When I’ve run into plugin conflicts in the past, it was often pretty obvious which plugin was at fault. In this case, it was more ambiguous: After debugging, I found that it was WP Super Cache’s
.htaccess file in the root of the
wp-content/cache directory that was adding a
max-age of three seconds to all files in subdirectories of that directory—including
wp-content/cache/autoptimize, where Autoptimize creates its aggregated files.
If you’d like to duplicate the issue, the steps are as follows:
- Install WordPress on an Apache server.
- Install and activate WP Super Cache and Autoptimize.
- Turn on WP Super Cache and set its delivery method to Expert.

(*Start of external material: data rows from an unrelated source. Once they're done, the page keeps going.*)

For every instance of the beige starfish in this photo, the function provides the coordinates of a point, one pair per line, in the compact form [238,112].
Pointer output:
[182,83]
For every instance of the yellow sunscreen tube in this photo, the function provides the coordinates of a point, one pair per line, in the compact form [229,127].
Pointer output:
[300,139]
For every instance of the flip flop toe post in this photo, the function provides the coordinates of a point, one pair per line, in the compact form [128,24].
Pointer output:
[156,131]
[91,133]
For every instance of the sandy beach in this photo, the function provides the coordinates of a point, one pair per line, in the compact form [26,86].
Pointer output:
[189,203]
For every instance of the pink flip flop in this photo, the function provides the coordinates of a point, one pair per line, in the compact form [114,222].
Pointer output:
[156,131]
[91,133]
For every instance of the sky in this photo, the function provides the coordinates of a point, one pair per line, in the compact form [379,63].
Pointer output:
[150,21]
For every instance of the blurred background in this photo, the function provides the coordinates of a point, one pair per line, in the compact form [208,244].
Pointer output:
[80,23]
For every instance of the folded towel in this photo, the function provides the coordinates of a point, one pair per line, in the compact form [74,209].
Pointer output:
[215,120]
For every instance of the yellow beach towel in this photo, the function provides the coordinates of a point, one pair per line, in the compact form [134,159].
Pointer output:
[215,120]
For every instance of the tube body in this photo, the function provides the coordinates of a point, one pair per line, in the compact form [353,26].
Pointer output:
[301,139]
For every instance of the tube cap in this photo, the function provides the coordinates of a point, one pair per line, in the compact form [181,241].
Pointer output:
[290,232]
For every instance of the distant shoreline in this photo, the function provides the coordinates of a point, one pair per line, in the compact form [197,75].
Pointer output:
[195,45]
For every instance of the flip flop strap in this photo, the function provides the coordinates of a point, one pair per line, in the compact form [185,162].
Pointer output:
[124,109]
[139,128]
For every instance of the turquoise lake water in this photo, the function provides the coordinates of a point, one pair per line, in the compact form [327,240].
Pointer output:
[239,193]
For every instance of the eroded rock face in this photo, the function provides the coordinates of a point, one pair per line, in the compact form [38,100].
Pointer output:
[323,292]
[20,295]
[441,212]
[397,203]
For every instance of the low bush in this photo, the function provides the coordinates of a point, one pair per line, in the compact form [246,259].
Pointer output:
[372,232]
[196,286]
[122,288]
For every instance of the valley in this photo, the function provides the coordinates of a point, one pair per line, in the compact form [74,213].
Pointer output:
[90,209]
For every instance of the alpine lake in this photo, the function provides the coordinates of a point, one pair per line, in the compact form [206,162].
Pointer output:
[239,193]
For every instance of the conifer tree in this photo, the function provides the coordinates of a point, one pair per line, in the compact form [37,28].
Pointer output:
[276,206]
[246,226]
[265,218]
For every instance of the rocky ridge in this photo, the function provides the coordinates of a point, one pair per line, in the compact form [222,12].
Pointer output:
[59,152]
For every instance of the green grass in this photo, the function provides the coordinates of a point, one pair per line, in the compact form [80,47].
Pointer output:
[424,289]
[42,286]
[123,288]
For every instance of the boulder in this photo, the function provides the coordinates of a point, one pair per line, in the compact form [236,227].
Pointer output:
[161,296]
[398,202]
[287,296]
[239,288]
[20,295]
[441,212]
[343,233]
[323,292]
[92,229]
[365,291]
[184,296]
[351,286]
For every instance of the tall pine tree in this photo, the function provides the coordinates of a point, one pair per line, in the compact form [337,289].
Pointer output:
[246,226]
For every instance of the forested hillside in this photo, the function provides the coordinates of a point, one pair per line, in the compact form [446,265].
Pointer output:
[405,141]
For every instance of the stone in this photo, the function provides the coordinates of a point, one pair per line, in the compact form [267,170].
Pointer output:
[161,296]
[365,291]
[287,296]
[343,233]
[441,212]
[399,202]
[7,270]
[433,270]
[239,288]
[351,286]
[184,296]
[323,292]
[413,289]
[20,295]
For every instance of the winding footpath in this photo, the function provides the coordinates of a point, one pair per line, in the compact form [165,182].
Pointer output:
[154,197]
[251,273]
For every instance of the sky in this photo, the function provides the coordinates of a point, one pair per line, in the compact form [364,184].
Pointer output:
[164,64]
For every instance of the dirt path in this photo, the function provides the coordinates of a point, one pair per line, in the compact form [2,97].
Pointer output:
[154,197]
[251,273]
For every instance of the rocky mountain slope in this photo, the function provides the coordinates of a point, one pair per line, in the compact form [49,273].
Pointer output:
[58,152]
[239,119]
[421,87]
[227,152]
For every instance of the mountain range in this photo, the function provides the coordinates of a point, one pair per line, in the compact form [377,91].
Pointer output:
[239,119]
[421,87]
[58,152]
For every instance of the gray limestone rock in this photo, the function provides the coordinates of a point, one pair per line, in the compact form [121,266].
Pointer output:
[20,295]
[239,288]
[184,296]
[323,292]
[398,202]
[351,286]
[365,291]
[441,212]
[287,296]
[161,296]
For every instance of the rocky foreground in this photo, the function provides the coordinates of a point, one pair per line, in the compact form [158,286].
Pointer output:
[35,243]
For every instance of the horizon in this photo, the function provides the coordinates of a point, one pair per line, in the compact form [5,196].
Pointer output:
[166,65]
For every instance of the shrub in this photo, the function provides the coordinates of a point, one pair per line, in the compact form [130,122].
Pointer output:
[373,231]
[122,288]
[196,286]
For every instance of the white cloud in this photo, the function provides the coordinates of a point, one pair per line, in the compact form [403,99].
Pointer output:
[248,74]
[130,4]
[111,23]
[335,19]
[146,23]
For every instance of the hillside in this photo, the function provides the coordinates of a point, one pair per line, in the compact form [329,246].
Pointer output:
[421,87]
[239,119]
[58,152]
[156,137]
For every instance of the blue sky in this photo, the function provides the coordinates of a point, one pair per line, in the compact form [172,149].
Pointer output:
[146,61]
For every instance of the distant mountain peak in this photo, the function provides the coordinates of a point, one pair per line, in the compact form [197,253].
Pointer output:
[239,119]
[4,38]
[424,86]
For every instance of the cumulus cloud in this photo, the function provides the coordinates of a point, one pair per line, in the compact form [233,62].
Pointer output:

WP Super Cache’s Expert delivery method uses
mod_rewrite instead of PHP to serve files, so the plugin generates a
.htaccess file when that delivery method is activated. Inside the file is this line:
Header set Cache-Control 'max-age=3, must-revalidate'
Applied to all files in the cache directory’s subdirectories, it reduces cache time to three seconds. (So if you’re refreshing very quickly, cached versions of your Autoptimize files might be served by your browser the first one or two times before requiring another trip to the server for validation.)
I think ideally WP Super Cache would create its
.htaccess file directly inside each of its own subdirectories, but I suspect that when the decision was made to create that file, no other plugins were creating subdirectories in
wp-content/cache. (And if another plugin was doing so, there was probably an assumption that users wouldn’t run competing caching plugins simultaneously.)
The easiest solution for end users encountering this issue is to change Autoptimize’s cache directory:
define( 'AUTOPTIMIZE_CACHE_CHILD_DIR', '/resources/' );
(That line is taken from Autoptimize’s FAQ and should be added to
wp-config.php; the directory would then be created at
/wp-content/resources/, though you could also use values like
/aggregated/ depending on what you think is appropriate.)